When sneering sophists tell me that antisemitism doesn’t exist, I know full well that they are looking for new ways to channel anti-Jewish hatred. When Benjamin Netanyahu accuses anyone who dares to criticise him of pouring “fuel on an antisemitic fire” or “abandoning Jews”, I know that the hyperbole hides a power grab.
The Israeli government believes it can alienate a large part of world opinion and indeed of Israeli opinion, because the Trump administration has given it a blank cheque.
While Netanyahu and his ministers condemn all other Western leaders, they flatter Trump in the most oleaginous manner and insist that he receive the Nobel Peace Prize.

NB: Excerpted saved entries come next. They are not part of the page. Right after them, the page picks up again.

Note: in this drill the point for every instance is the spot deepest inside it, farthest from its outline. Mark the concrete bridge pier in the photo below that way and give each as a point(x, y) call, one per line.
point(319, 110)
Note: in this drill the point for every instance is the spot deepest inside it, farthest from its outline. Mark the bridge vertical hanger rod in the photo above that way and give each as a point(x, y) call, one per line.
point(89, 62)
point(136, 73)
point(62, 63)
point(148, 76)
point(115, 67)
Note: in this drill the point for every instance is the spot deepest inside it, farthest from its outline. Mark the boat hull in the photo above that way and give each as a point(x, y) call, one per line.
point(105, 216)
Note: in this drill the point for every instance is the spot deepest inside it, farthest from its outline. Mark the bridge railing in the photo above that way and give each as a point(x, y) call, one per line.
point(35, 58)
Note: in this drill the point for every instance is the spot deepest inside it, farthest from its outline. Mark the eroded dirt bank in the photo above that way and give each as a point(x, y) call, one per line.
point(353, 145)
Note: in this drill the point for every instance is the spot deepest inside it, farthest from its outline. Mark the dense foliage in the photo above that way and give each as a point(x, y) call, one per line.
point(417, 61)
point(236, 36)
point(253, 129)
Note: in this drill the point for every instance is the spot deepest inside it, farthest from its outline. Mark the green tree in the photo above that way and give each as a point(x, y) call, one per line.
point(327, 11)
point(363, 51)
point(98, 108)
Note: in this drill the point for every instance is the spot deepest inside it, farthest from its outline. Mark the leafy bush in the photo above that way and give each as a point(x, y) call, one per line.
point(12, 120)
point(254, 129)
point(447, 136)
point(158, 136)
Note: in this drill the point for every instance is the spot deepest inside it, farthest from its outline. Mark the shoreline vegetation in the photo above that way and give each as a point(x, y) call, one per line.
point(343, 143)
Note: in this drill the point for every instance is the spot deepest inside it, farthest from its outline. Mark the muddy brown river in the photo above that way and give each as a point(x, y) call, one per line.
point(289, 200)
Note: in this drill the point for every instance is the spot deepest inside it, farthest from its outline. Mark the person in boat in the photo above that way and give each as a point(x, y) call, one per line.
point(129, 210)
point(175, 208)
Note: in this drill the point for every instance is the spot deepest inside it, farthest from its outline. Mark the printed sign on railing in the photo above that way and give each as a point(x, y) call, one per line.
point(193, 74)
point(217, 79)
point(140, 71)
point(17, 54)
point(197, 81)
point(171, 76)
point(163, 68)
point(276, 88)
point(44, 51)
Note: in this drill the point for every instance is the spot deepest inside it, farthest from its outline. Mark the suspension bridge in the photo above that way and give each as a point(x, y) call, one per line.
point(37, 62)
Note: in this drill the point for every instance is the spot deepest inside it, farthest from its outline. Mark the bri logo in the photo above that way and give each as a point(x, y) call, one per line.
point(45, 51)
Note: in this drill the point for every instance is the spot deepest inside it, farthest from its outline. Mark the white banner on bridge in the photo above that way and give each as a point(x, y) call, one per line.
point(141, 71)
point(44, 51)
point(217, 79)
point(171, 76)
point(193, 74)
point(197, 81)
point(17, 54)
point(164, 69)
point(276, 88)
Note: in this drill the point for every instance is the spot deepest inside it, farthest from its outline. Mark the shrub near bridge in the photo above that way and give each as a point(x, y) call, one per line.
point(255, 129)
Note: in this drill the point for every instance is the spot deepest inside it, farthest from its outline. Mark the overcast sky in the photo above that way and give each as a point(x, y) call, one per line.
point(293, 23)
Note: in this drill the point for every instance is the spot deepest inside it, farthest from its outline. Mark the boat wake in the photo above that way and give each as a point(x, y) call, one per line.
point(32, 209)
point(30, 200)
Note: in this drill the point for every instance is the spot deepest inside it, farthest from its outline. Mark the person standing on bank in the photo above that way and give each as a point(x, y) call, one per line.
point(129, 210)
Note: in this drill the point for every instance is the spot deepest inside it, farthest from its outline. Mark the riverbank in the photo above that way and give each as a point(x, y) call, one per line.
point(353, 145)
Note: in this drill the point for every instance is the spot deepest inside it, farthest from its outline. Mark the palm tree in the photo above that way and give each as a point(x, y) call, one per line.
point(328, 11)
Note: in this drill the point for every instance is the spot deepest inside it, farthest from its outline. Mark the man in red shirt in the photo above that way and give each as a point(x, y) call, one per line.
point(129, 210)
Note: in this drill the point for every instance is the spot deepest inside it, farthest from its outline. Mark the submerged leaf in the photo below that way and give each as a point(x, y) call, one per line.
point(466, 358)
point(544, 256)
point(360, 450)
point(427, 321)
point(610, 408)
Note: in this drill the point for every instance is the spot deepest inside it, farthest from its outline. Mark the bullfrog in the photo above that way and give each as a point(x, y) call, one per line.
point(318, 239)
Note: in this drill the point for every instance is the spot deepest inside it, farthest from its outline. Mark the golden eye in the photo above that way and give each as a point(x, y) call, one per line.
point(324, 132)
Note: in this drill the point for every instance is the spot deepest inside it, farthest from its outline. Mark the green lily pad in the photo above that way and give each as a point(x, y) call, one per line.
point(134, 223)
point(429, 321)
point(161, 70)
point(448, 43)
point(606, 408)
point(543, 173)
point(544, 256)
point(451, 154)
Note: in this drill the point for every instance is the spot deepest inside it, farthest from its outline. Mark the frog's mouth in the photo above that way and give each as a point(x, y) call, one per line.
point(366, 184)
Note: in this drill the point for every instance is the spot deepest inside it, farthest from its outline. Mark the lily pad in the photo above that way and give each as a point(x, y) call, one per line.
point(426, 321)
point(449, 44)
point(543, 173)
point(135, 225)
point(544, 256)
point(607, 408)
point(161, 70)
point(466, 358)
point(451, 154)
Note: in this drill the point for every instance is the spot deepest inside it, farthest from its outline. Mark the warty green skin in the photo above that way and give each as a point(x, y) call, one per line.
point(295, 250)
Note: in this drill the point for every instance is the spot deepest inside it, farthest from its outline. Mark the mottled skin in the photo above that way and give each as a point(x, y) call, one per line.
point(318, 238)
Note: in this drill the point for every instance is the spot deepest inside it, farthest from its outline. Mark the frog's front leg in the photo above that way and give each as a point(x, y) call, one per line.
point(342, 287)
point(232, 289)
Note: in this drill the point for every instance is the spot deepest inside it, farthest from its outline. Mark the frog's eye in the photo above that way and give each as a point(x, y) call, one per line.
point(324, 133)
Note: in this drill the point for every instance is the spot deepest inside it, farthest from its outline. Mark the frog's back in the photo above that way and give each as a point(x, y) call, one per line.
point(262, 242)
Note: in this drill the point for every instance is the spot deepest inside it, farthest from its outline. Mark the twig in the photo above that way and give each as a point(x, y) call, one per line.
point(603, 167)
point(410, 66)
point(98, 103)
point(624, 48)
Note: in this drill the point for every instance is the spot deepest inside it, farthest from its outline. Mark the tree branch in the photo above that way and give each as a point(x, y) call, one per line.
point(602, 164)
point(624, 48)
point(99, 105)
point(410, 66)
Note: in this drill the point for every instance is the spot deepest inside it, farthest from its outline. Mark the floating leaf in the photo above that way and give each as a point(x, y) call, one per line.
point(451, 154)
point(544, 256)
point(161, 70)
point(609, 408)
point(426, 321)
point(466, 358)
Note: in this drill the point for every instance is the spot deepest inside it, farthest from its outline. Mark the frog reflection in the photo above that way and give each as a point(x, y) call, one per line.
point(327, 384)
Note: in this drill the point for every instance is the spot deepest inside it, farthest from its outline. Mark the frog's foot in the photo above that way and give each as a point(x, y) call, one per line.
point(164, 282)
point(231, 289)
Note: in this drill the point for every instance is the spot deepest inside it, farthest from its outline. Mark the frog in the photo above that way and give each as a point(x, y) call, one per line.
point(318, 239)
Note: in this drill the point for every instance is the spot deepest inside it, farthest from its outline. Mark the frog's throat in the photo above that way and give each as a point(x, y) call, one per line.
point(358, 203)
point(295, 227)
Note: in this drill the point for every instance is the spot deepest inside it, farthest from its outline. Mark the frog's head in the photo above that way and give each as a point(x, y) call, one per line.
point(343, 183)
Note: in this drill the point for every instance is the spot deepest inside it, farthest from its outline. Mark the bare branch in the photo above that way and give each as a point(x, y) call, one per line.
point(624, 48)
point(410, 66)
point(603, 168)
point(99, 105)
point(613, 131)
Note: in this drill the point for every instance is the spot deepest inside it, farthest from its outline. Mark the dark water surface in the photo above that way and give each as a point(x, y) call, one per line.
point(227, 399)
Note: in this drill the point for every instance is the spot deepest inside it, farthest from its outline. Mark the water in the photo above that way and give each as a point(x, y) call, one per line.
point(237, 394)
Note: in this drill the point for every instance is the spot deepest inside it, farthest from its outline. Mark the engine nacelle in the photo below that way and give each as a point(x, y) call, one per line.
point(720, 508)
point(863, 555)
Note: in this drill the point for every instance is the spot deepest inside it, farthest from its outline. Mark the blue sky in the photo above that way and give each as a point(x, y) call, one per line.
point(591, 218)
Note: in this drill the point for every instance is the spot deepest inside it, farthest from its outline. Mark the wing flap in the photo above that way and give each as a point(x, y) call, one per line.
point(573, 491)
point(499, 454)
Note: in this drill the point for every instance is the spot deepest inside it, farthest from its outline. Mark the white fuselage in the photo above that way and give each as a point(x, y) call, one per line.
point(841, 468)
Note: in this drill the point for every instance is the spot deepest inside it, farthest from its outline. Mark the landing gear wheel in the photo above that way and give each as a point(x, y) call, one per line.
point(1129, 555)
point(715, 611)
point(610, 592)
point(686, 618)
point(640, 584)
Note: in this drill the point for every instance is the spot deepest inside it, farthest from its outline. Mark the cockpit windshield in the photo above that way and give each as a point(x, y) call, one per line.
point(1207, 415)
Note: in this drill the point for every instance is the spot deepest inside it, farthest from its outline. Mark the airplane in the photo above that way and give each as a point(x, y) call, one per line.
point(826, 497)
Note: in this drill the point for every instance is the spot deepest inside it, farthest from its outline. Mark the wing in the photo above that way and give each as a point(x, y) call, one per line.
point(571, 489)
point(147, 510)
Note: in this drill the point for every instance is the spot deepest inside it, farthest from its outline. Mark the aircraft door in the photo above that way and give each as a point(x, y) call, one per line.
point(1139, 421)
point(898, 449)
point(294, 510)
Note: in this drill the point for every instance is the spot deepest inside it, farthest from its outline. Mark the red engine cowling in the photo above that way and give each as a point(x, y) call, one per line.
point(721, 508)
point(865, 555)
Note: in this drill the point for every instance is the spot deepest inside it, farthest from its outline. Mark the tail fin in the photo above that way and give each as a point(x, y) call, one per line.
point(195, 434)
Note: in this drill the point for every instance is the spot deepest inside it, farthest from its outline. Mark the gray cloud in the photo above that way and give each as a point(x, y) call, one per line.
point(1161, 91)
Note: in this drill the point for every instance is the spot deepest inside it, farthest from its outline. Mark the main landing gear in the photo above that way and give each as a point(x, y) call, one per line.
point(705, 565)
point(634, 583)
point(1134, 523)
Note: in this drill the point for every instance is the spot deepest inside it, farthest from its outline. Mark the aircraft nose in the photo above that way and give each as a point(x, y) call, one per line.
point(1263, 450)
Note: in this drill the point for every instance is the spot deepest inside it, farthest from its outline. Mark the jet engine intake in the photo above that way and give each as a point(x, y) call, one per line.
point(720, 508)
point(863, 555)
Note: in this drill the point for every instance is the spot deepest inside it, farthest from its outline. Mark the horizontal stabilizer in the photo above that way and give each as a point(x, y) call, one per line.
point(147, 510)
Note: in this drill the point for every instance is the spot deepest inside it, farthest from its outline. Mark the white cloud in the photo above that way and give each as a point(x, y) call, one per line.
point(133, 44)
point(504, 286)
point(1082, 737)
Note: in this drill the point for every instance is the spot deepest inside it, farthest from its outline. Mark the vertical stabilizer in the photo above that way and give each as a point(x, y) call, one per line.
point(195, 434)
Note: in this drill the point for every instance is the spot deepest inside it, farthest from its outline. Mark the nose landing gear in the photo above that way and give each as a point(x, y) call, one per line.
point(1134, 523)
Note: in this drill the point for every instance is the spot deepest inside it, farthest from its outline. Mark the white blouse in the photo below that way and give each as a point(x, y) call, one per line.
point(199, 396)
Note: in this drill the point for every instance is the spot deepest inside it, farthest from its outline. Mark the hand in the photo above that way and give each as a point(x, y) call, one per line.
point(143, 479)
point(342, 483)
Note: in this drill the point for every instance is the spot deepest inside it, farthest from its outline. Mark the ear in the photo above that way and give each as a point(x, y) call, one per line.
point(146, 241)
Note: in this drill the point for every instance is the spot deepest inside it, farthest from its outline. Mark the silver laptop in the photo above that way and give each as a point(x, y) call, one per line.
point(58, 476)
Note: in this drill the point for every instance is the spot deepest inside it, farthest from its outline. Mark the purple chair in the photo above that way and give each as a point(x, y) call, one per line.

Just as Trump feels that he can alienate former friends in Europe and Asia without his country paying a price, so Netanyahu believes that the Israeli right can do as it pleases because Trump has its back.
But hubris is always followed by nemesis, and pride always comes before a fall. Trump won’t last for ever – indeed you can look at him and wonder if he will last to the end of the week. Israel is just one US election away from being alone in the world.
A true American isolationist, who regards the Middle East as a needless foreign entanglement, could take the Republican ticket, or a liberal sympathetic to the Palestinian cause could be the next Democrat leader.
If either happens, Israelis will look on the bombast of the Netanyahu era and see today’s leaders for what they are: cruel and dangerous fools. And no, I do not believe it is antisemitic to say that.